Catching problems before the customers do, or not

After you've worked a few thousand support tickets in a couple of months, you start learning things, and you start noticing patterns. I realized that while brute force is one way to keep up with whatever customers may need, it's a soul-sucking technique which ignores one's higher brain functions. I tried to do something about it.

One thing which occurred to me is that many tickets simply don't ever need to exist. There are things which (at the very least) could be noticed by the hosting company and resolved long before the customer ever found out. At least that changes it from a flood of customer-requested tickets to a flood of internal requests.
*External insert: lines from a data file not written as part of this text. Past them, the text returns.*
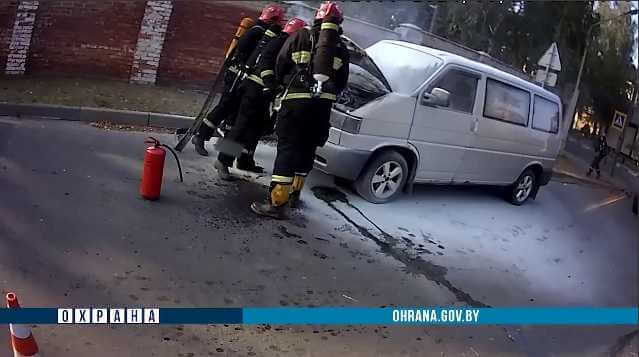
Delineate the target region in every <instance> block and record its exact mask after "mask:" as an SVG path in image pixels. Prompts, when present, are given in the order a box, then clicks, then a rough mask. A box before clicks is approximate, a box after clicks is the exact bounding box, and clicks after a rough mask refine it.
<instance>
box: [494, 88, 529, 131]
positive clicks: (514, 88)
mask: <svg viewBox="0 0 639 357" xmlns="http://www.w3.org/2000/svg"><path fill="white" fill-rule="evenodd" d="M529 113H530V93H529V92H528V91H525V90H523V89H519V88H515V87H513V86H511V85H508V84H506V83H502V82H499V81H496V80H494V79H490V78H489V79H488V80H487V81H486V102H485V105H484V116H485V117H487V118H492V119H497V120H503V121H507V122H510V123H514V124H518V125H523V126H527V125H528V114H529Z"/></svg>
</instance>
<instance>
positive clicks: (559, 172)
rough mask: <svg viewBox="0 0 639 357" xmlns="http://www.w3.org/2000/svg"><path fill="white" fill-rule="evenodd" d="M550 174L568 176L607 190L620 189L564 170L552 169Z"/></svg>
mask: <svg viewBox="0 0 639 357" xmlns="http://www.w3.org/2000/svg"><path fill="white" fill-rule="evenodd" d="M552 172H553V174H557V175H562V176H568V177H570V178H573V179H575V180H579V181H583V182H588V183H590V184H593V185H598V186H604V187H609V188H614V189H621V188H620V187H618V186H616V185H613V184H611V183H608V182H605V181H600V180H593V179H591V178H588V177H585V176H579V175H576V174H574V173H572V172H569V171H564V170H560V169H555V168H553V169H552Z"/></svg>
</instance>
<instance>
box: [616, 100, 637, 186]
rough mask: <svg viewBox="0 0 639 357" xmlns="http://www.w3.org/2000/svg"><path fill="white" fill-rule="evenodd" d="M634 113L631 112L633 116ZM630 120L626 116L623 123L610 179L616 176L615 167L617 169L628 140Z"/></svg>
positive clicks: (629, 117)
mask: <svg viewBox="0 0 639 357" xmlns="http://www.w3.org/2000/svg"><path fill="white" fill-rule="evenodd" d="M632 112H633V111H631V114H632ZM628 118H630V115H627V116H626V120H625V121H624V122H623V129H622V130H621V134H620V136H619V138H618V139H617V151H616V152H615V159H614V160H613V161H612V167H611V168H610V177H613V176H614V175H615V167H617V161H619V157H620V156H621V150H622V147H623V141H624V140H625V138H626V128H628V120H629V119H628ZM613 120H614V118H613ZM613 125H614V124H613Z"/></svg>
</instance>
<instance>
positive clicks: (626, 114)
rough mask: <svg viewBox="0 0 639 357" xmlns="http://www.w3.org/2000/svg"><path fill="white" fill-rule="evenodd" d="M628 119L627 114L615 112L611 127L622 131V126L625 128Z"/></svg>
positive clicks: (622, 126) (622, 127) (617, 111)
mask: <svg viewBox="0 0 639 357" xmlns="http://www.w3.org/2000/svg"><path fill="white" fill-rule="evenodd" d="M627 118H628V115H627V114H624V113H622V112H618V111H616V110H615V116H614V117H613V118H612V127H613V128H616V129H619V130H623V128H624V126H626V119H627Z"/></svg>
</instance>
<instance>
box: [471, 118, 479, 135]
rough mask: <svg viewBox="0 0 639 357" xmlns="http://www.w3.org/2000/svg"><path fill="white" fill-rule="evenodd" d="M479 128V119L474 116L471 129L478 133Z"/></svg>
mask: <svg viewBox="0 0 639 357" xmlns="http://www.w3.org/2000/svg"><path fill="white" fill-rule="evenodd" d="M477 130H479V119H478V118H473V125H472V126H471V128H470V131H472V132H473V133H476V132H477Z"/></svg>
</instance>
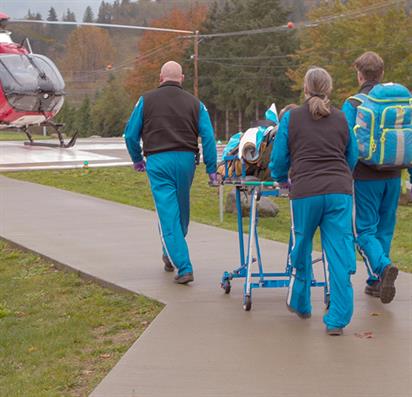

That is actually a net win, since it means less hassle for customers and it also looks like you are being proactive, because, well, you are, and they love that.

We had this service where backups would run on your server periodically and would dump over a private network to a huge backup environment. These dumps and a pass/fail status would show up in a database somewhere. There was another database where you could find out if the customer had ordered backups for it or not -- call it a SKU, because that's what it was.

So now you have basic set logic going on here. Just using the backup transfer logs, you get a set of hosts which have been backed up recently, a set of hosts which have been backed up (at any point), and a set of hosts which have never been backed up. From the provisioning side, then you have a set of hosts which should be getting backed up, and a set of hosts which should not.

From this point, the rest is a simple matter of doing intersections and unions and all of this to get things you care about: hosts which should be getting backed up but never have, hosts which were being backed up and then strangely stopped (but should still be getting it), and so on.

I had all of these triggers feed into something I called the audit console, where it would rattle off a list of problems for anyone who cared to look. It could also pick up on a bunch of other random dumb things which could be broken in a customer's configuration: more IPs in use than their firewall's license will support, and so on.

So now I had this magnificent web page which showed plenty of opportunities for fixing things before they went and hurt a customer, but... nobody cared. There was no real incentive to do anything about that kind of problem before the fact. Even though the consequences could be brutal if the worst happened, few seemed to worry about it.

Let's say you are paying for backup service, and it stopped working three weeks ago, and you pay for two week retention. That means your last backup disappeared from the environment a week ago. You have no backups. Now imagine your disk dies. You're toast.

This is one of those things which was obviously correct and yet was never adopted. If the right people don't care, nobody will.